14. I understand that the Administrator will have the power to interpret the Plan and this Agreement and to adopt such rules for the administration, interpretation and application of the Plan as are consistent therewith and to interpret or revoke any such rules. All actions taken and all interpretations and determinations made by the Administrator in good faith will be final and binding upon me, the Company and all other interested persons. No member of the Administrator will be personally liable for any action, determination or interpretation made in good faith with respect to the Plan or this Agreement.
15. I understand that the Company may, in its sole discretion, decide to deliver any documents related to the Plan by electronic means or request my consent to participate in the Plan by electronic means. I hereby consent to receive such documents by electronic delivery and agree to participate in the Plan through any on-line or electronic system established and maintained by the Company or another third party designated by the Company.
16. I understand that in the event that any provision in this Agreement will be held invalid or unenforceable, such provision will be severable from, and such invalidity or unenforceability will not be construed to have any effect on, the remaining provisions of this Agreement.
17. I understand that this Agreement shall be governed by the laws of the State of California, without giving effect to the conflict of law principles thereof.

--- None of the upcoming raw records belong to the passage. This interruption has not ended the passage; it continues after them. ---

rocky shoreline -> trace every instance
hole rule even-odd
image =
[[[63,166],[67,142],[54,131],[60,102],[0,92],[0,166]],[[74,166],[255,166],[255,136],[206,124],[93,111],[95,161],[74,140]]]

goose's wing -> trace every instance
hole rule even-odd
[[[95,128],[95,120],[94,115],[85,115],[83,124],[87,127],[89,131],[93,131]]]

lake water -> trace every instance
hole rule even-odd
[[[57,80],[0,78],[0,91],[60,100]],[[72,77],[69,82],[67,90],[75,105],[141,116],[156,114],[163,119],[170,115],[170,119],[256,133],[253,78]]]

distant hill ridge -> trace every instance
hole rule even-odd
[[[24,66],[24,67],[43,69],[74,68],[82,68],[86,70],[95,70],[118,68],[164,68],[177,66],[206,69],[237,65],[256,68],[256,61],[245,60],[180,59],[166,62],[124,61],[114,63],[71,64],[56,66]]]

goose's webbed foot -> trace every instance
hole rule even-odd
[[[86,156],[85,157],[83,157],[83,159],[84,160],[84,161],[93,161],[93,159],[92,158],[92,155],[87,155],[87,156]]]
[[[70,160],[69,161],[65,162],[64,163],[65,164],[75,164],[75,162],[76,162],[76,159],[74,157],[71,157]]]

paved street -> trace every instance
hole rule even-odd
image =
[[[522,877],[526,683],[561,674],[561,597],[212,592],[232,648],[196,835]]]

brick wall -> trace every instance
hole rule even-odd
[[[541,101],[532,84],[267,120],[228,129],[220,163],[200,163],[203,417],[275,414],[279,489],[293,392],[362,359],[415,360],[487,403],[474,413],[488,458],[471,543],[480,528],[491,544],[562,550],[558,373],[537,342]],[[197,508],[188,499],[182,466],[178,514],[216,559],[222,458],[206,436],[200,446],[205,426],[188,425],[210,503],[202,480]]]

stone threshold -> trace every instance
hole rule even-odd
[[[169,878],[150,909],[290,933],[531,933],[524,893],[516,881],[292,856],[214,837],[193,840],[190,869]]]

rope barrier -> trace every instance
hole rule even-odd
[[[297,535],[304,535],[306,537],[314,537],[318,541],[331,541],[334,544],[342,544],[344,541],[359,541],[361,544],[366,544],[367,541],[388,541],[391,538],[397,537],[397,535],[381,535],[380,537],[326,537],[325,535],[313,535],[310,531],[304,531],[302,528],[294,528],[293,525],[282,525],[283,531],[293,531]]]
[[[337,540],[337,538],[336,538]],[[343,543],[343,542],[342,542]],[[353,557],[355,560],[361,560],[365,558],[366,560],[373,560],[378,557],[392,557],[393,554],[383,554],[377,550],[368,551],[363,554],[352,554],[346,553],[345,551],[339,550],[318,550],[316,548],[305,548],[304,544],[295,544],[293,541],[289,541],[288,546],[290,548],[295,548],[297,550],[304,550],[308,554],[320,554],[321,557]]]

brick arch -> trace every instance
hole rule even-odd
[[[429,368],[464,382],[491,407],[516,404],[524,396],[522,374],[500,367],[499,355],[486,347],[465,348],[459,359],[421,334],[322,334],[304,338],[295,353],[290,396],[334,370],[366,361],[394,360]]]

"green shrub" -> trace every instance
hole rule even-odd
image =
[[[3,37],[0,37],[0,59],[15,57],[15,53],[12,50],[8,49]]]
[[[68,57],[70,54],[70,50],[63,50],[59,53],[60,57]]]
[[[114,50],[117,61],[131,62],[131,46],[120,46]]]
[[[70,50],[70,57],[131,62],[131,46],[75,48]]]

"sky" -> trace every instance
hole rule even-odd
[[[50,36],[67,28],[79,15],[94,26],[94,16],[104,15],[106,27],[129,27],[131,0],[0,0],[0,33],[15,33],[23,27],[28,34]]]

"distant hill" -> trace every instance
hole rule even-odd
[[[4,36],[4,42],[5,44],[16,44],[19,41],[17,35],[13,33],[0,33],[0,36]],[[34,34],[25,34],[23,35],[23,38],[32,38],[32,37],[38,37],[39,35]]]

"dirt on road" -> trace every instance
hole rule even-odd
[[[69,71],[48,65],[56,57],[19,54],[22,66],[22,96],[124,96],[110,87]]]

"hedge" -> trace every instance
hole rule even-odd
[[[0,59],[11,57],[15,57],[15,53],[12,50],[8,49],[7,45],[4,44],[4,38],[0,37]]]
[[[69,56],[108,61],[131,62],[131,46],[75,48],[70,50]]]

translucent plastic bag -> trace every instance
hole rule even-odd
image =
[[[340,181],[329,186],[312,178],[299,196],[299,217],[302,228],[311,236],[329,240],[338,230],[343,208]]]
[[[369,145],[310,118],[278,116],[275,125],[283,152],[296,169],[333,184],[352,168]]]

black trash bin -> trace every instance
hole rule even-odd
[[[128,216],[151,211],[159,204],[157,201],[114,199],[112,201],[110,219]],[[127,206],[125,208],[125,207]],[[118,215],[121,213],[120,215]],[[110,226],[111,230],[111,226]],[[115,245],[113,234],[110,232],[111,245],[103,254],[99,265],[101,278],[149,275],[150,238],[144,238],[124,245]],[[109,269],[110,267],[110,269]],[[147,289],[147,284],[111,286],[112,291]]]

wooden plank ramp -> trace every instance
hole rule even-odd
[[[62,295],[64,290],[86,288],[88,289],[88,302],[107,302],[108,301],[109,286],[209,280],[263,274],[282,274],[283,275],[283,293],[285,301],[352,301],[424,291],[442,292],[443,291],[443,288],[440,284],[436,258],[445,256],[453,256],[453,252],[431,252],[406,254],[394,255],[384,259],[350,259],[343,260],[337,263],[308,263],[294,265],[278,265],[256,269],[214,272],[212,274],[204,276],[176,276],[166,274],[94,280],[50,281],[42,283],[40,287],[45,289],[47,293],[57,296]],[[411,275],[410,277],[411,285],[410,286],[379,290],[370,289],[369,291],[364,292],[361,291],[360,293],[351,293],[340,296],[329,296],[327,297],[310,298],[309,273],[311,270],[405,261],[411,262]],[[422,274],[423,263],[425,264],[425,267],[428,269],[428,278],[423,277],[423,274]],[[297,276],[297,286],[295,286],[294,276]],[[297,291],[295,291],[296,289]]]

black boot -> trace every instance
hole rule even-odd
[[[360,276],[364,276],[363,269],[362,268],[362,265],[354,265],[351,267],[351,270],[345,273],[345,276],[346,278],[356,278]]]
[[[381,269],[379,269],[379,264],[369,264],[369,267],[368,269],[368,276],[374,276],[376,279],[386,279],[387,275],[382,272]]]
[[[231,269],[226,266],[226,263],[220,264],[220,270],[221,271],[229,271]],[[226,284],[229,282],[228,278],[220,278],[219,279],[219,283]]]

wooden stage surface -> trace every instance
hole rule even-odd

For purposes of litigating any dispute that arises under this Agreement, the parties hereby submit to and consent to the jurisdiction of the State of California, and agree that such litigation shall be conducted in the courts of Santa Clara County, California, or the federal courts for the United States for the Northern District of California, and no other courts, where the option to purchase shares of Common Stock is made and/or to be performed.
18. The Company reserves the right to impose other requirements on my participation in the Plan to the extent the Company determines it is necessary or advisable to comply with local law or facilitate the administration of the Plan, and to require me to sign any additional agreements or undertakings that may be necessary to accomplish the foregoing.
19. I hereby agree to be bound by the terms of the Plan. The effectiveness of this Agreement is dependent upon my eligibility to participate in the Plan.
20. I UNDERSTAND THAT THIS AGREEMENT WILL REMAIN IN EFFECT THROUGHOUT SUCCESSIVE OFFERING PERIODS UNLESS TERMINATED BY ME.